Sunday, April 20, 2008

Be Wary Of The Bull Trap

On Friday the market gapped above resistance and out of the trading range it traded in over the past three months. Bulls must be feeling good as stocks have begun behaving quite bullishly over the past week.

We would offer, however, that this breakout may not be the strong bullish signal that so many hope it to be, but rather that probabilities strongly favor the case that it is a bull trap instead.

Let's take a look at a few problems that bulls are faced with here:

1. The long term trend is still down.

This is a bear market and a range breakout does not change this fact. Indeed, we have been looking for the market to return to its falling 50-week average since the market rolled over in January. On Friday the market tagged this average, which virtually coincides with the 200-day average, as seen in the daily SPY chart below.



2. Sentiment has turned bullish near term and traders have changed their bearish views on the long term outlook from bearish to neutral.

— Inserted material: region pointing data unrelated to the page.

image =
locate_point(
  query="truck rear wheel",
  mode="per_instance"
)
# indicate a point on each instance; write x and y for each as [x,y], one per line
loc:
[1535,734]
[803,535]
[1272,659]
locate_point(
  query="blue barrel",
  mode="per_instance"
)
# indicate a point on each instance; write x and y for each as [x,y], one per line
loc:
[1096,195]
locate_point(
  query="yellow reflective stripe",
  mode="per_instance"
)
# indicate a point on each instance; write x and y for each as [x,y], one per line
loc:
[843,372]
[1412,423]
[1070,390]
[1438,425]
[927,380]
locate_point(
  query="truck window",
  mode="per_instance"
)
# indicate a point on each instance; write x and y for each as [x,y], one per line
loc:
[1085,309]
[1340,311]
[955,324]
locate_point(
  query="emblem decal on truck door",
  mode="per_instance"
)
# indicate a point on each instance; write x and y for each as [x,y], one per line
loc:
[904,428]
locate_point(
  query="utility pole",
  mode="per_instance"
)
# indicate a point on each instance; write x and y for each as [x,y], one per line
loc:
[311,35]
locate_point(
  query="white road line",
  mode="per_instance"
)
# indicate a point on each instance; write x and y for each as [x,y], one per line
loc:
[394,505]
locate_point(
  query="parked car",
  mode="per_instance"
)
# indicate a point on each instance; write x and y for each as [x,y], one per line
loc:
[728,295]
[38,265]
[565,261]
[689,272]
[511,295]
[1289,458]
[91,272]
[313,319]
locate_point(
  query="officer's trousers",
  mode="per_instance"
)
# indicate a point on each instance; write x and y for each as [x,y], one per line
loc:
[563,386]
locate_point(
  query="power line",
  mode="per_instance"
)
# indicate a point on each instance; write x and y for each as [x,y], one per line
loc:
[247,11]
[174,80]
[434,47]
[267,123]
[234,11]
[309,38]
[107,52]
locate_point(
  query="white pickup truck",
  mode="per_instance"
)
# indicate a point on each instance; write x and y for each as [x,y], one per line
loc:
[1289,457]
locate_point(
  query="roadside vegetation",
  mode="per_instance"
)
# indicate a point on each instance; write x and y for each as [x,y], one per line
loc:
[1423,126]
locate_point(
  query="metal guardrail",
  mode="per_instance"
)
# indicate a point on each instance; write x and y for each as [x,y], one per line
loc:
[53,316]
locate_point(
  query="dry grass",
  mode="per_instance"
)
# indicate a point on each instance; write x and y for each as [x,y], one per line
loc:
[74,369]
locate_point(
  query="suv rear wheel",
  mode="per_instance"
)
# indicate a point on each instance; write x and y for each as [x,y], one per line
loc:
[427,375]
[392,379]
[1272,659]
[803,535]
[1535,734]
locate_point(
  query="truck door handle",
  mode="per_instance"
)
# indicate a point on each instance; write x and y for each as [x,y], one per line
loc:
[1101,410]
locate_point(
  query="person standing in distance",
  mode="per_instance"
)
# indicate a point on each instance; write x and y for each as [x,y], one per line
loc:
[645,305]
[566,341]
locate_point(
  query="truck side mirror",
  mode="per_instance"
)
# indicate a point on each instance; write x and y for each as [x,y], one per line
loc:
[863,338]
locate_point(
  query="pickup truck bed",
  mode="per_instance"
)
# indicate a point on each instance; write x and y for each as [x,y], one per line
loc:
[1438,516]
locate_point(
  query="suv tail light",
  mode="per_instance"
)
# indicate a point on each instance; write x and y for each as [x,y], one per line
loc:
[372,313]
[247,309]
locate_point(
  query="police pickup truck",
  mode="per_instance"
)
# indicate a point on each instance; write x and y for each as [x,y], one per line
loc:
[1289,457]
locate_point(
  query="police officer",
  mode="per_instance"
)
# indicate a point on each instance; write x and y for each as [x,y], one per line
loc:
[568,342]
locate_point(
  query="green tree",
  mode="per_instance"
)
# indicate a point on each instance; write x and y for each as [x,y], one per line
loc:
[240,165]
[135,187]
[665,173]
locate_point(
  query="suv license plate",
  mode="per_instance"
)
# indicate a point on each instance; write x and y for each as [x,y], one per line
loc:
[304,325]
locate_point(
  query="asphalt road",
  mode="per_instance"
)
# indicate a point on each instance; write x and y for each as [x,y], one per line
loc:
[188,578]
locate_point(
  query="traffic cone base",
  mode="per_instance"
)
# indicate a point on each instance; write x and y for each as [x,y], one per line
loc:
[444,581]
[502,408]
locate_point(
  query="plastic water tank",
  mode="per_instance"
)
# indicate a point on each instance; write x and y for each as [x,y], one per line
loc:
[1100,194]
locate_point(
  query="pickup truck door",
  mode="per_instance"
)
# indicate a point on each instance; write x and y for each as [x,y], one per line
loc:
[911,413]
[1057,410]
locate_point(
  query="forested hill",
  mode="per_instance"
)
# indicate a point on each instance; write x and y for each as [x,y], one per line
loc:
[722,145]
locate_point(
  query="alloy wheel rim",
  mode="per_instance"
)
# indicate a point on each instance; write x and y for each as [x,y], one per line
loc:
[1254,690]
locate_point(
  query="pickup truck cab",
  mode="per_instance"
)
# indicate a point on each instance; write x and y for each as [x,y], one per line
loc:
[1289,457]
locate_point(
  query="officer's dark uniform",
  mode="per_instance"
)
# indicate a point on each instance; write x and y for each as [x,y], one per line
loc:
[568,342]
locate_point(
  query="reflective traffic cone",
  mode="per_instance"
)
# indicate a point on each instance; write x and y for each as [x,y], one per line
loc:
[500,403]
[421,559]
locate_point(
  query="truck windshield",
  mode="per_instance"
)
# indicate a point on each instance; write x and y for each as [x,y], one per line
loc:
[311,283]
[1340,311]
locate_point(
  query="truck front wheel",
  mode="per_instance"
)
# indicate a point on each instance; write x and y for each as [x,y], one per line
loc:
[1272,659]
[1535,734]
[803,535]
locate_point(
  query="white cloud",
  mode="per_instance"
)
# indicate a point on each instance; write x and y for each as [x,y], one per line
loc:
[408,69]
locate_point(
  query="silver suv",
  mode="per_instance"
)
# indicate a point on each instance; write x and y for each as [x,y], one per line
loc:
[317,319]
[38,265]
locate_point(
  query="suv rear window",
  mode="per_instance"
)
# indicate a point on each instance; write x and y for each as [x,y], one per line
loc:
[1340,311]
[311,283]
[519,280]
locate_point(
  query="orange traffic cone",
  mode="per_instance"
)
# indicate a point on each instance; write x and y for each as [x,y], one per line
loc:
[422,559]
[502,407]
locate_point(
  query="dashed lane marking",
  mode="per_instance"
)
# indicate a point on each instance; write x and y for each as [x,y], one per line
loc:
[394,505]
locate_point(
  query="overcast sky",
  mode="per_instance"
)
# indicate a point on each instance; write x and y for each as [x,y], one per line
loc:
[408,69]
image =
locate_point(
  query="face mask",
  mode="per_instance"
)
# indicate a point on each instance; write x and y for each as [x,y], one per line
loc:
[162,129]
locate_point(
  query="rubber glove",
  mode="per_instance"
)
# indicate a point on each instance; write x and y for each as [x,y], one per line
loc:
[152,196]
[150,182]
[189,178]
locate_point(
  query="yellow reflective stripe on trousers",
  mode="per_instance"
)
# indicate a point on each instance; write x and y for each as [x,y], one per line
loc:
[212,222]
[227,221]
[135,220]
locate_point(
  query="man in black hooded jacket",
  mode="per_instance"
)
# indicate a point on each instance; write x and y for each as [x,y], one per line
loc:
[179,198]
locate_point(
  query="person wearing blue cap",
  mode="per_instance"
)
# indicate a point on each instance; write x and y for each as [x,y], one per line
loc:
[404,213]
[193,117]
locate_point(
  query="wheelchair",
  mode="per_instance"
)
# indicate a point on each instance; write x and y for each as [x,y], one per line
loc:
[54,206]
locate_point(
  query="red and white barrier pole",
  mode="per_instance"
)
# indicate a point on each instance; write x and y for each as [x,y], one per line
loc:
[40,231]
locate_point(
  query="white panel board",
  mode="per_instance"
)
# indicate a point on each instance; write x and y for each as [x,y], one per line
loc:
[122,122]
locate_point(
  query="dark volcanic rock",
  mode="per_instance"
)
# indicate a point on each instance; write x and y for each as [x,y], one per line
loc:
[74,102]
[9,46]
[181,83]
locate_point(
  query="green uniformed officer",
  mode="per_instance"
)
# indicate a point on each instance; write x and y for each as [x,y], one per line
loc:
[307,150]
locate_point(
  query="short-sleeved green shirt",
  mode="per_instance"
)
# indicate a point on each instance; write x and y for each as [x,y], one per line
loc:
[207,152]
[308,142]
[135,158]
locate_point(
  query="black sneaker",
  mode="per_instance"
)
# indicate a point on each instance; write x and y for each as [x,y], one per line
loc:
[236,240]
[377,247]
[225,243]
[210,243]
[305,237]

With fear out of the equation, and outright bullishness erupting, all the while the price is trading in the vulnerable red zone makes this market ideal for contrarians to open up short positions into the enthusiasm.

Outlook:

The outlook for this market hasn't changed. Ideally prices will continue slightly higher this week allowing prices to drift into the extremes of the red zone to tag the falling trend line. Last week we noted this line was at $141.50, but given the fact that it is indeed falling, we would look for prices to tag the trend at roughly $140.50-$141.00 if overzealous bulls continue to have their way for another day or two.

*Risk of opening new short positions is now decreased and should prices run up to the $140.50-$141.00, an extremely high probability short can be put on.